TR "Muhteşem bir yer! Porsiyonlar çok bol, meze söylerken aşırıya kaçmayın çünkü bitiremezsiniz! Dolması, hamsisi, balıkları; Singapur’da memleket esintisi resmen ????"
inglês | turco |
---|---|
a | bir |
have | ya |
EN "Grilled octopus is a must. Love the Greek salad too. Their new dessert: fried doughnut is recommended for less sweet preference, otherwise go for Baklava :d Cocktail: Aphrodite - Greek must have."
TR "Muhteşem bir yer! Porsiyonlar çok bol, meze söylerken aşırıya kaçmayın çünkü bitiremezsiniz! Dolması, hamsisi, balıkları; Singapur’da memleket esintisi resmen ????"
inglês | turco |
---|---|
a | bir |
have | ya |
EN Exception: script titles must be in English, and their description must begin with English, followed by other languages.
TR İstisna: komut dosyaları başlıkları İngilizce olmalı ve açıklamaları İngilizce ile başlamalı ve ardından diğer diller gelmelidir.
inglês | turco |
---|---|
other | diğer |
languages | diller |
must | olmalı |
and | ve |
with | ile |
in | ardından |
EN Exception: script titles must be in English, and their description must begin with English, followed by other languages.
TR İstisna: komut dosyaları başlıkları İngilizce olmalı ve açıklamaları İngilizce ile başlamalı ve ardından diğer diller gelmelidir.
inglês | turco |
---|---|
other | diğer |
languages | diller |
must | olmalı |
and | ve |
with | ile |
in | ardından |
EN Exception: script titles must be in English, and their description must begin with English, followed by other languages.
TR İstisna: komut dosyaları başlıkları İngilizce olmalı ve açıklamaları İngilizce ile başlamalı ve ardından diğer diller gelmelidir.
inglês | turco |
---|---|
other | diğer |
languages | diller |
must | olmalı |
and | ve |
with | ile |
in | ardından |
EN Exception: script titles must be in English, and their description must begin with English, followed by other languages.
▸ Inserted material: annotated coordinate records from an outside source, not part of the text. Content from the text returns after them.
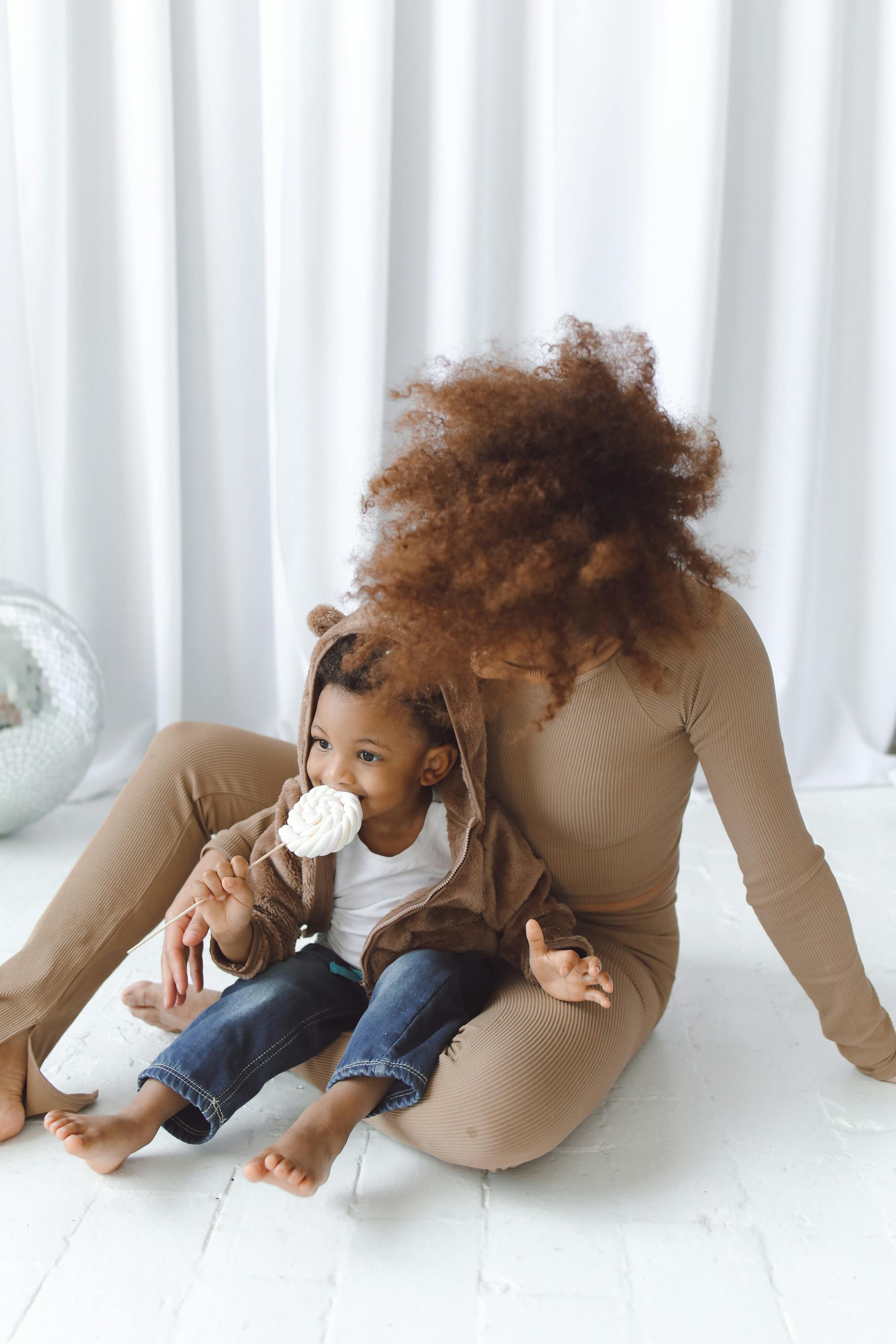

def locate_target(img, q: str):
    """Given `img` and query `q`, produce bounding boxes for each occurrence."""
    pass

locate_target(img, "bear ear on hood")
[305,602,345,640]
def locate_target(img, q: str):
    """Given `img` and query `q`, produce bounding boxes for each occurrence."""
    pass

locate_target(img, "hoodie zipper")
[360,817,477,993]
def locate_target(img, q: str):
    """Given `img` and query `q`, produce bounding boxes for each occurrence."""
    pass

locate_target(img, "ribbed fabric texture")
[0,578,896,1169]
[487,585,896,1078]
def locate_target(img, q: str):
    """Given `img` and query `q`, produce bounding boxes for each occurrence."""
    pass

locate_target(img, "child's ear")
[421,742,459,785]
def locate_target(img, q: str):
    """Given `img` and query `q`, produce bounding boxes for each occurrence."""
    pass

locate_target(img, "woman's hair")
[316,634,457,747]
[340,314,752,723]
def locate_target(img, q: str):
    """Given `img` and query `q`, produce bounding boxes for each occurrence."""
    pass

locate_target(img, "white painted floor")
[0,788,896,1344]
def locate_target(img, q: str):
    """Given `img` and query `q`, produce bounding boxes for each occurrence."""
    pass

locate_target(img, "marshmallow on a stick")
[266,784,363,867]
[128,784,363,953]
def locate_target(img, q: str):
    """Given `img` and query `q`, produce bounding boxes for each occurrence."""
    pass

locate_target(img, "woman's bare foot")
[43,1110,159,1176]
[121,980,220,1032]
[243,1098,352,1195]
[0,1027,31,1142]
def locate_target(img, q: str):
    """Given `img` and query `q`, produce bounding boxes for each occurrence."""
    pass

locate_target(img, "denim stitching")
[140,1064,227,1125]
[220,1008,354,1101]
[333,1059,429,1083]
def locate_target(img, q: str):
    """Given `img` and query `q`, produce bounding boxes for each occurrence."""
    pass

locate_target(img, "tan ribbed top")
[486,582,896,1078]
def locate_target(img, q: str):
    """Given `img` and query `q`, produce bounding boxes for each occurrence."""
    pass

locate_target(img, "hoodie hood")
[297,602,486,825]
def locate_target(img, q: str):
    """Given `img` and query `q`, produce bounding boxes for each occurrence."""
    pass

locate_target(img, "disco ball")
[0,579,103,836]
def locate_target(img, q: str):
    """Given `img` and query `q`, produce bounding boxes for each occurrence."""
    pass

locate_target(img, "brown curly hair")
[340,314,739,724]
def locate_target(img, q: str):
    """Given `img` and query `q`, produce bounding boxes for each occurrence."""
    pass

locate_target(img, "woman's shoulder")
[623,575,771,727]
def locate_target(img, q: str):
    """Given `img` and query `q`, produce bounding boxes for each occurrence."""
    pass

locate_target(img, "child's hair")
[317,634,457,747]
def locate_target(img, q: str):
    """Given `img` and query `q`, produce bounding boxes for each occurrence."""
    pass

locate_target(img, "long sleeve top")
[210,581,896,1079]
[486,583,896,1079]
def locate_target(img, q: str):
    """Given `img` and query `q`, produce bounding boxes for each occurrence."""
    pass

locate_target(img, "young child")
[44,607,612,1195]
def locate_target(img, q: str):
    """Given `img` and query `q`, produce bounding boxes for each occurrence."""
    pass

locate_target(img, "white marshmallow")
[278,784,363,859]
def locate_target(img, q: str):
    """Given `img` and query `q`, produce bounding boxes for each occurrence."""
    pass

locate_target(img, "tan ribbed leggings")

TR İstisna: komut dosyaları başlıkları İngilizce olmalı ve açıklamaları İngilizce ile başlamalı ve ardından diğer diller gelmelidir.
inglês | turco |
---|---|
other | diğer |
languages | diller |
must | olmalı |
and | ve |
with | ile |
in | ardından |
EN Exception: script titles must be in English, and their description must begin with English, followed by other languages.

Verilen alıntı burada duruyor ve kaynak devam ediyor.